Priestley recognised that the degeneration of religions was more to do with perpetuation of power and corruption of principles, than theology. His reconciliation of different religions, advocacy of the separation of Church and State, call for the abolition of religious dogma, and foundation of Unitarianism, were major advancements in the history of religion. The First Unitarian church of Philadelphia originated in a series of sermons Priestley gave in that city and marked the beginning of Unitarianism in North America. Priestley's contribution to religion would also qualify his candidacy for one of the greatest Britons.Yet, it is the political legacy of Joseph Priestley that puts him up there above Churchill; it has been of immense consequence in the USA, the country we must thank for victory in two world wars of the 20th Century. In 1768 Priestley published his "Essay on the First Principles of Government and on the Nature of Civil Political and Religious Liberty". A year later, in 1769, he wrote "On the present state of Civil and Religious Liberty in Great Britain and her Colonies".

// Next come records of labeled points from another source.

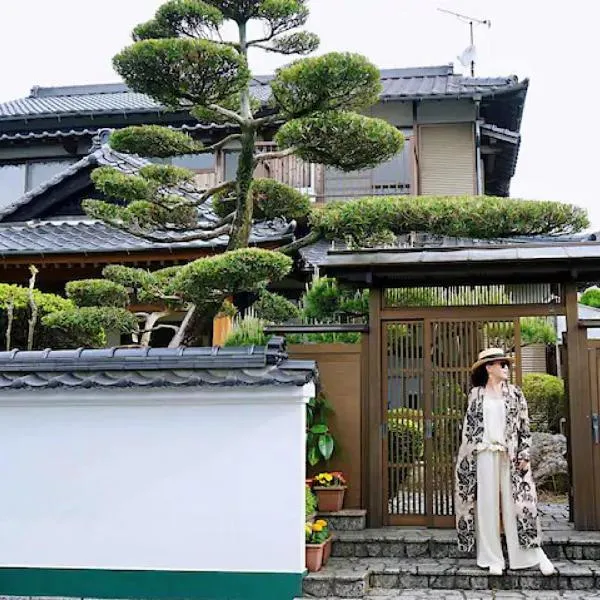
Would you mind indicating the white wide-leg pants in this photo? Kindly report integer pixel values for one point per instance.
(493, 481)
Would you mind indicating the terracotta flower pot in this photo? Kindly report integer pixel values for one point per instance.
(314, 556)
(330, 499)
(327, 549)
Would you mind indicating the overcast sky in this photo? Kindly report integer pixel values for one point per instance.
(63, 42)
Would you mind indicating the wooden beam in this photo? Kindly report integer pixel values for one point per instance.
(375, 418)
(580, 427)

In the preface to the first Essay, he lamented that there was no nation in the world whose government satisfied the principles he advocated. Just eight years later came the American Declaration of Independence, and the nation of states, with the civil, political and religious liberties that Priestley had so precisely described, became the reality.His political ideas on the importance of separation of Church and State, civil liberty, and the concept of a Supreme Court appointed by elected representatives, for example, were accepted by the Founding Fathers of the United States and enshrined into the US Constitution and Bill of Rights.In the following pages, the Priestley Society brings a new dimension of truthfulness, in the spirit of Priestley himself, to the recognition and celebration of his life and the promotion of his ideals. The Priestley heritage trail begins, in West Yorkshire.This "Life and Legacy" collection hopefully, will be seen as a landmark in the beginning of the re-establishment and reconciliation of Joseph Priestley, as a British patriot and 'Citizen of the World' (see APPENDIX III).
2004 marks the beginning of a campaign by the Priestley Society to educate the people of Great Britain, and the wider international community. Henceforth, March 13th has been designated Priestley Day in West Yorkshire. July 4th will also mark an annual celebration, not just in the United States. For the first time in 2004, as described in these pages, we saw American Independence celebrated in the United Kingdom. We hope also that the first Priestley Society July 4th Annual Lecture, presented by Priestley's descendent Dr. Priestley Toulmin, and published here, will become an annual thank-you to Joseph Priestley for his great achievements and for his unique contribution to the civilisation of humanity.